Initial pressure: $3.65\; \rm atm$ .
Volume was reduced from $45\; \rm m^{3}$ to $5.0\; \rm m^{3}$ .
Temperature was raised from $25\; ^\circ \rm C$ to $35\; ^\circ \rm C$ .

New pressure: approximately $3.4\times 10\; \rm atm$ ( $34\; \rm atm$ .) (Assuming that the gas is an ideal gas.)

Explanation:

Both the volume and the temperature of this gas has changed.

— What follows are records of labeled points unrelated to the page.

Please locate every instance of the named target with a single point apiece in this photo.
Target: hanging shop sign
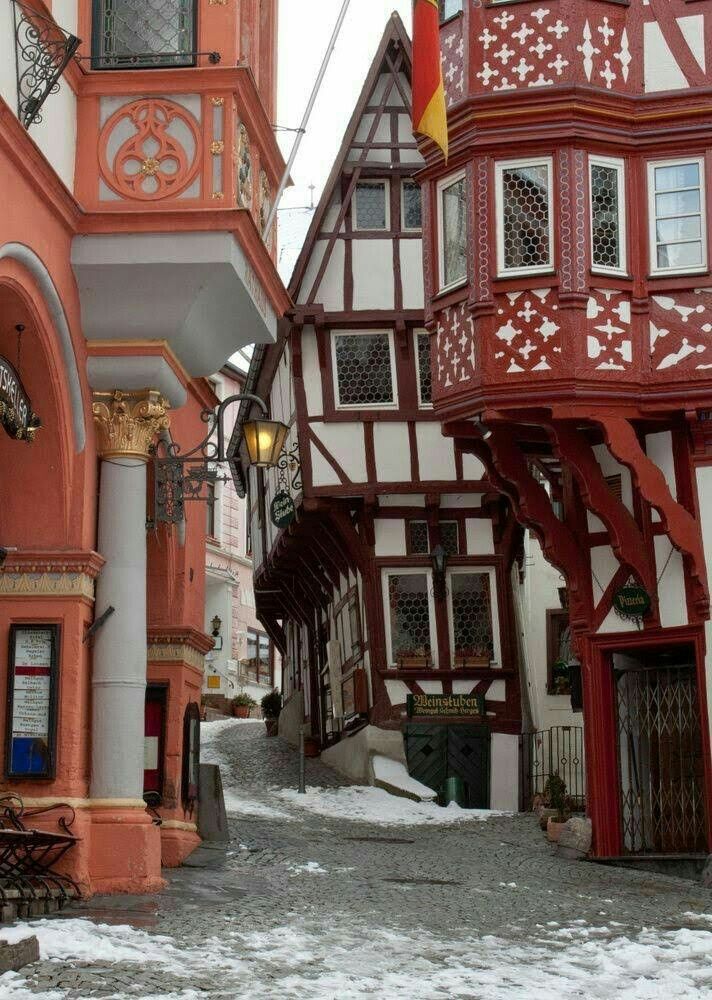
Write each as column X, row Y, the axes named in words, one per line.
column 32, row 701
column 16, row 413
column 282, row 509
column 445, row 705
column 631, row 602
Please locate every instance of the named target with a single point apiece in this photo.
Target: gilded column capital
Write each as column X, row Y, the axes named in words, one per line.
column 126, row 422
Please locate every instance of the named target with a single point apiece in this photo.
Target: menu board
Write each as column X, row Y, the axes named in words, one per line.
column 31, row 699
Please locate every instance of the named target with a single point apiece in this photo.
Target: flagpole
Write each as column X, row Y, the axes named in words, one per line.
column 305, row 120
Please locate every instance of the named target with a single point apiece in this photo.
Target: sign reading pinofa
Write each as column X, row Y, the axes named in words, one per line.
column 16, row 413
column 444, row 705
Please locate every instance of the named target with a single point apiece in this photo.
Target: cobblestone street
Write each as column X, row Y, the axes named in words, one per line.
column 312, row 906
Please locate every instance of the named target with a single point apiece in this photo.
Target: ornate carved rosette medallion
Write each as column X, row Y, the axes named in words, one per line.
column 160, row 157
column 126, row 422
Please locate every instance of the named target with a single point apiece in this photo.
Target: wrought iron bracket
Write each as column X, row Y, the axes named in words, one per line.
column 42, row 52
column 183, row 477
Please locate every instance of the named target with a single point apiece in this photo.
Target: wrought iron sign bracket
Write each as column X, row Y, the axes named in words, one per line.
column 42, row 53
column 180, row 478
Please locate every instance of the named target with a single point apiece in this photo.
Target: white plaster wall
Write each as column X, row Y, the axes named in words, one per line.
column 373, row 274
column 504, row 772
column 480, row 540
column 390, row 536
column 392, row 448
column 704, row 489
column 345, row 442
column 311, row 373
column 671, row 583
column 411, row 253
column 436, row 454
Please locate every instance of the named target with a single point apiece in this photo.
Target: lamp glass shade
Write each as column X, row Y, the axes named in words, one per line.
column 264, row 440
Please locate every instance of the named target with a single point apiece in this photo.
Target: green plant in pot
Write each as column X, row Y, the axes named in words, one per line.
column 242, row 705
column 271, row 707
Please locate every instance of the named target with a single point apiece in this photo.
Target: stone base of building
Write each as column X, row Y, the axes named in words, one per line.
column 177, row 842
column 125, row 853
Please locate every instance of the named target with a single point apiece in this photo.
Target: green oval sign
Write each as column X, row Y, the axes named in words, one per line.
column 282, row 509
column 632, row 602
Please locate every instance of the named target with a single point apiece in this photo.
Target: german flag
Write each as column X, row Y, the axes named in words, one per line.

Consider the two changes in two separate steps:

Reduce the volume of the gas from $45\; \rm m^{3}$ to $5.0\; \rm m^{3}$ . Calculate the new pressure, $P_1$ .
Raise the temperature of the gas from $25\; ^\circ \rm C$ to $35\; ^\circ \rm C$ . Calculate the final pressure, $P_2$ .

By Boyle's Law, the pressure of an ideal gas is inversely proportional to the volume of this gas (assuming constant temperature and that no gas particles escaped or was added.)

For this gas, $V_0 = 45\; \rm m^{3}$ while $V_1 = 5.0\; \rm m^{3}$ .

Let $P_0$ denote the pressure of this gas before the volume change ( $P_0 = 3.65\; \rm atm$ .) Let $P_1$ denote the pressure of this gas after the volume change (but before changing the temperature.) Apply Boyle's Law to find the ratio between $P_1\!$ and $P_0\!$ :

$\displaystyle \frac{P_1}{P_0} = \frac{V_0}{V_1} = \frac{45\; \rm m^{3}}{5.0\; \rm m^{3}} = 9.0$ .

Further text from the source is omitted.